The operation of medium and high-end hotels is under pressure. In the first quarter of 2022, the average house price, average occupancy rate and RevPAR of the company’s domestic limited service hotels were 205.5 yuan, 50.81% and 104.41 yuan / room respectively. Among them, the RevPAR of mid-range hotels was 123.56 yuan / room, a year-on-year decrease of 15.89%, the RevPAR of economy hotels was 69.52 yuan / room, a year-on-year decrease of 3.73%, and the overall average RevPAR in China recovered to 72.62% in the same period of 2019.

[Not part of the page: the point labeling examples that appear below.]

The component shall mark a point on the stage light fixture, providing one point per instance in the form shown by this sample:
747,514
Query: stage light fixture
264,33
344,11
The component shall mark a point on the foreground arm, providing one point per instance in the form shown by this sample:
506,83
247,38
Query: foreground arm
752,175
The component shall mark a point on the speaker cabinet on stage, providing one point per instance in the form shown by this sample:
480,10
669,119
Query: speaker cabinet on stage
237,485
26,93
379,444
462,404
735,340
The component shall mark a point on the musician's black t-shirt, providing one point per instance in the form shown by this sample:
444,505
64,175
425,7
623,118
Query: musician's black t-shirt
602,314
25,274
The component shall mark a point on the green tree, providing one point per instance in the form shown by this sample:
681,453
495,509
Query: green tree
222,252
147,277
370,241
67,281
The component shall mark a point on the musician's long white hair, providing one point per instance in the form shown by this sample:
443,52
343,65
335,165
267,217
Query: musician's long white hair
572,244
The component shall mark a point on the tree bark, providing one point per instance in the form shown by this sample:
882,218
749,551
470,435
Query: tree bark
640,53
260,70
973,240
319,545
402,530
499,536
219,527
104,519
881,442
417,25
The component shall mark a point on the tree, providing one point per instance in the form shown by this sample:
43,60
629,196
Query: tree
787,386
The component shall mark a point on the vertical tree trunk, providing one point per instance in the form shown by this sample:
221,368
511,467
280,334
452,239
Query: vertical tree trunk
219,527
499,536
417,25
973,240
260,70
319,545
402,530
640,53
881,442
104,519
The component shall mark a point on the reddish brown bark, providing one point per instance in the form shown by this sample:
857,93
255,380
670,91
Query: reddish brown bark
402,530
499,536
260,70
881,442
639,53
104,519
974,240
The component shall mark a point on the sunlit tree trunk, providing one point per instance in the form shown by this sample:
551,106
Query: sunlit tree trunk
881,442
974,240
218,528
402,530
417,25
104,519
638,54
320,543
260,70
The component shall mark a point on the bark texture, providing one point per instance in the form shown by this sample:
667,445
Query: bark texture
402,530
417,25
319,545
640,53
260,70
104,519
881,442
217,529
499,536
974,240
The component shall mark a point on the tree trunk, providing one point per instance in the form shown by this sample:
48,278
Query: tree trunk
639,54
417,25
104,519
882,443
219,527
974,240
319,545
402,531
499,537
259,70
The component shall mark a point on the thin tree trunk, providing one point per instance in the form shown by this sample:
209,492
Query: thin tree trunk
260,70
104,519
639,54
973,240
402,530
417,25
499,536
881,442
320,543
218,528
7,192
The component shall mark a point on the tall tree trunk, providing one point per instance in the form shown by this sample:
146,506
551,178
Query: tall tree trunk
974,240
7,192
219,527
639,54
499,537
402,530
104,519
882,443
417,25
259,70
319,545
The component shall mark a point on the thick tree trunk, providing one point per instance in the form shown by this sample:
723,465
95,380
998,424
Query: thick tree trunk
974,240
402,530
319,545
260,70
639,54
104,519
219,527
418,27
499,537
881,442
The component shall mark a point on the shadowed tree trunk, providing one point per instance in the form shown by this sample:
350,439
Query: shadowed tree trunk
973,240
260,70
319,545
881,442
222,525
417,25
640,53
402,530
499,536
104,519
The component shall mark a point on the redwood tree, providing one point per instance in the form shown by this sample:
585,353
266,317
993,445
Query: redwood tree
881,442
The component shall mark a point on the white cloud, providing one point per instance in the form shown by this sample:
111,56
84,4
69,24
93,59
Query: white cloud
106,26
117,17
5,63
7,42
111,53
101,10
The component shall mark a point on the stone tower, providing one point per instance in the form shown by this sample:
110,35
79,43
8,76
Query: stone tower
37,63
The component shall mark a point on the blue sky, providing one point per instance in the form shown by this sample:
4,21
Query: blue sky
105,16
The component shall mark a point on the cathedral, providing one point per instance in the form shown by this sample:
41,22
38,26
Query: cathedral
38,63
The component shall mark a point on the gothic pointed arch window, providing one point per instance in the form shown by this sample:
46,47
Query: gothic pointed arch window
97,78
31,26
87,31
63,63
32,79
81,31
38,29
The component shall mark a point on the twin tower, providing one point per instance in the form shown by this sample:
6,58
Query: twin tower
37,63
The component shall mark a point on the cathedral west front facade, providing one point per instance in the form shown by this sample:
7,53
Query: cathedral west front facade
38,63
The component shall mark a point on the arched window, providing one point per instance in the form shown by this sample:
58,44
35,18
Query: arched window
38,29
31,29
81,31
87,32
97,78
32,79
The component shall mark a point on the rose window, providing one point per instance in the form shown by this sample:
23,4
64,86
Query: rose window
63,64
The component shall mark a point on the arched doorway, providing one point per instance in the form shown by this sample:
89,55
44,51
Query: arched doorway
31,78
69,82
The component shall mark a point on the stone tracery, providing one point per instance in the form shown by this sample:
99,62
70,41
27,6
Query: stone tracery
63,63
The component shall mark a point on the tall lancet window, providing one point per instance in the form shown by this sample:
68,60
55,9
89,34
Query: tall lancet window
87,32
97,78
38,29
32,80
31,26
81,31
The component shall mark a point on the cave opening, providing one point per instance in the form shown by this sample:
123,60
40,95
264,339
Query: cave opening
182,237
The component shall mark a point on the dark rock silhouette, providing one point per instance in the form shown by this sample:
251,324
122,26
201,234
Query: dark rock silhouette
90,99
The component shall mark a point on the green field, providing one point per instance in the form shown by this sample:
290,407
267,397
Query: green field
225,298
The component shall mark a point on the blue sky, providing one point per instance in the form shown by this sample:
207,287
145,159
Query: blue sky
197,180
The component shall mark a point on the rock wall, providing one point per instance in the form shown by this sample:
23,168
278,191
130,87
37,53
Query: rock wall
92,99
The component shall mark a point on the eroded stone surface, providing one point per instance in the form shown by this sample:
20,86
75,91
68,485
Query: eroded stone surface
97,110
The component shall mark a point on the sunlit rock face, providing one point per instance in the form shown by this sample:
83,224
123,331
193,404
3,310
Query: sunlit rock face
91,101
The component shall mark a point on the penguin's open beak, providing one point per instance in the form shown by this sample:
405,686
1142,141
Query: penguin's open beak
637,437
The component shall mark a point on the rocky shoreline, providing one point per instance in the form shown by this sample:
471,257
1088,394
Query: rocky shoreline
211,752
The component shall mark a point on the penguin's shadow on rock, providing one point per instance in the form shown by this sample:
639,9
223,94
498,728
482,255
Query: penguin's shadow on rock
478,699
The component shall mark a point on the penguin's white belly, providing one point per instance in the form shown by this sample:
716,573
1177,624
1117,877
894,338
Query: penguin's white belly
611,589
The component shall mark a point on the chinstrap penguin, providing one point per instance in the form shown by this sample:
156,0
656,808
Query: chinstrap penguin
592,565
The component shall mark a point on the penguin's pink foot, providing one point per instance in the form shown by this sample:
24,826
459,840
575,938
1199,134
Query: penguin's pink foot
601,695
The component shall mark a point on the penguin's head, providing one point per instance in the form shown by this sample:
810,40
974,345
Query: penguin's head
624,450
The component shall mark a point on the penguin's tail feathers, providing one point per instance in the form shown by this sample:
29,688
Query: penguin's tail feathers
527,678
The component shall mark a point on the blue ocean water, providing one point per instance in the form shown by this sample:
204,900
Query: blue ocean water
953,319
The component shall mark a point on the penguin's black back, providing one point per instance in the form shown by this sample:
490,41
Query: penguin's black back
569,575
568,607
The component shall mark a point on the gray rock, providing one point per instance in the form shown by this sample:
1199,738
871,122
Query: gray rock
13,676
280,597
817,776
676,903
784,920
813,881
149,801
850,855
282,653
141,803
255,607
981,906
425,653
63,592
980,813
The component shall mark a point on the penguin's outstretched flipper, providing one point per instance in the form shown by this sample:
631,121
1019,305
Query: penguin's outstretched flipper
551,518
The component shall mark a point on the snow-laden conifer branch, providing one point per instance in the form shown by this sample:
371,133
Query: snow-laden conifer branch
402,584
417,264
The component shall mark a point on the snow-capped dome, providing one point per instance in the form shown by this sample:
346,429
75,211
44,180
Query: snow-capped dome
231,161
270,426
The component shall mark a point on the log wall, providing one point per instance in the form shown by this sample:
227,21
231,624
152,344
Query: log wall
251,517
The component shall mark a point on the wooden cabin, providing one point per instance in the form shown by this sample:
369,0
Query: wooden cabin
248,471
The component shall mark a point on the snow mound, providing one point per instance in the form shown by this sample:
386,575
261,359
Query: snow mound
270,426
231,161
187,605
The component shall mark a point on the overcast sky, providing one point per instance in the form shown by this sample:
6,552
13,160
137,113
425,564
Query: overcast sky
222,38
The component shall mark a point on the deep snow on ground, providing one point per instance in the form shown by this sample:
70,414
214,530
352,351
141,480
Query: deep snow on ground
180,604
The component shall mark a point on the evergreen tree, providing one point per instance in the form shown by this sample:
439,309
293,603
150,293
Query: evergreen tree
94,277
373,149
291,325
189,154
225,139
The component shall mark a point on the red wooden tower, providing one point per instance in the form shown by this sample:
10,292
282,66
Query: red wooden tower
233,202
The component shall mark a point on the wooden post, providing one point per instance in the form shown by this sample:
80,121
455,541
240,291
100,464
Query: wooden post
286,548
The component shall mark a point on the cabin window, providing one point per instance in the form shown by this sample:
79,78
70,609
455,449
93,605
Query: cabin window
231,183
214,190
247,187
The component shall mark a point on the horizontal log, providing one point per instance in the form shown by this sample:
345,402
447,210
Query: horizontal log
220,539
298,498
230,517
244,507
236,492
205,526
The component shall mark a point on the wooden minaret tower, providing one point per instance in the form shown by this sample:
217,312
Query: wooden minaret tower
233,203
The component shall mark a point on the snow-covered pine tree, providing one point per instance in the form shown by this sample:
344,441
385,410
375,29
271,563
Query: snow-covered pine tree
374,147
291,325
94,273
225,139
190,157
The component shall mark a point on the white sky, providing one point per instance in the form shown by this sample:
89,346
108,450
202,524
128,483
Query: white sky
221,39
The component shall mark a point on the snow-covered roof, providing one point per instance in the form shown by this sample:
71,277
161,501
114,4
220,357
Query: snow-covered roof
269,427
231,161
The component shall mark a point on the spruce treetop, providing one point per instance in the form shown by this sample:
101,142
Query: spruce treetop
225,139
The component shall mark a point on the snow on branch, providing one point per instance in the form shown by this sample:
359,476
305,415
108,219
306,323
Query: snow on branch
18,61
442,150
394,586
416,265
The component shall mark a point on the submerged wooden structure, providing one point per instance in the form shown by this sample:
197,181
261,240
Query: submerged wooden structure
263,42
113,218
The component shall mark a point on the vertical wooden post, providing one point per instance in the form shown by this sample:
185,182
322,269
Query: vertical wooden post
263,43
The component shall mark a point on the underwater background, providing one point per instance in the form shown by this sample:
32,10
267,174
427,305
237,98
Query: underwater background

Maintain recommended ratings. In the first quarter of 2022, the company was greatly impacted by the epidemic, the short-term performance was under pressure, and the RevPAR of medium and high-end hotels decreased by double digits year-on-year. However, the proportion of medium and high-end hotels and franchise hotels of the company has further increased, and there are sufficient contracted reserve stores, which is expected to maintain rapid growth. It is estimated that the company’s earnings per share in 2022 / 2023 will be 0.39 yuan and 1.40 yuan respectively, and the corresponding PE valuation will be 137.25 times and 38.32 times respectively, maintaining the “recommended” rating of the company.

Risk warning. The industry competition intensifies, the expansion of direct sales channels of members is less than expected, the growth of newly opened hotels is less than expected, the covid-19 epidemic is repeated, and the macroeconomic impact is not good.